O episódio foi uma culminância do desempenho petista nas CPIs do mensalão e dos Correios. Mas não a última. Uma fraude como a tentada por Paulo Pimenta foi tratada, por exemplo, pela senadora Idali Salvatti como o caso simples "de uma lista já conhecida". Pelo petista paulista José Eduardo Cardozo, como a questão secundária "de uma eventual carona". Pelo petista pernambucano Maurício Rands, como um caso decorrente só de que "o deputado Júlio disse que teria havido um contato do deputado Paulo Pimenta com o sr. Marcos Valério".
Assim tem agido a tropa de choque petista. Procura esvaziar tudo o tempo todo, sem decência no trato dos fatos, sem dignidade política e sem compostura pessoal. Disso só pode resultar a sua associação moral a Marcos Valério e a quantos acusados haja. E, como o PT domina as CPIs ao somar-se a seus aliados da "base governista", as inquirições e investigações ficam prejudicadas, particularmente as referentes ao "mensalão".

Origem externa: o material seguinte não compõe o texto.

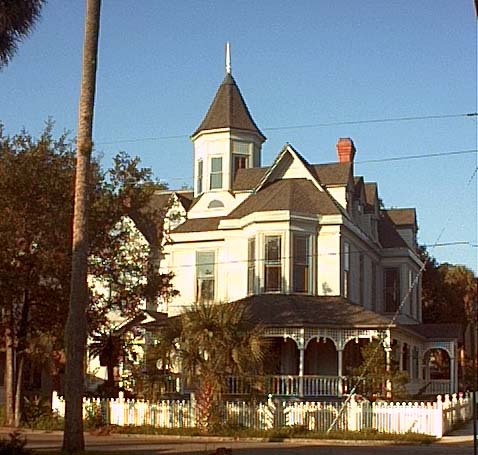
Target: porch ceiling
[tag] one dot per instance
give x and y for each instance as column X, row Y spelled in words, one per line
column 280, row 310
column 446, row 331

Paulo Pimenta perdeu, se tinha, a autoridade ética minimamente necessária para manter-se como primeiro-vice-presidente. Já se tornara suspeito ao inquirir Marcos Valério na terça-feira, quando deixou a impressão de um diálogo previamente combinado em cada pergunta e cada resposta. Não é preciso ser rigoroso para concluir que não lhe sobram condições nem para continuar como deputado. Do "Mini Caldas Aulete": "Decoro parlamentar: Padrão de comportamento ético esperado de um parlamentar". Paulo Pimenta mostrou diante de duas CPIs reunidas, e a todo o país por duas emissoras de TV e várias de rádio, a sua falta de decoro parlamentar.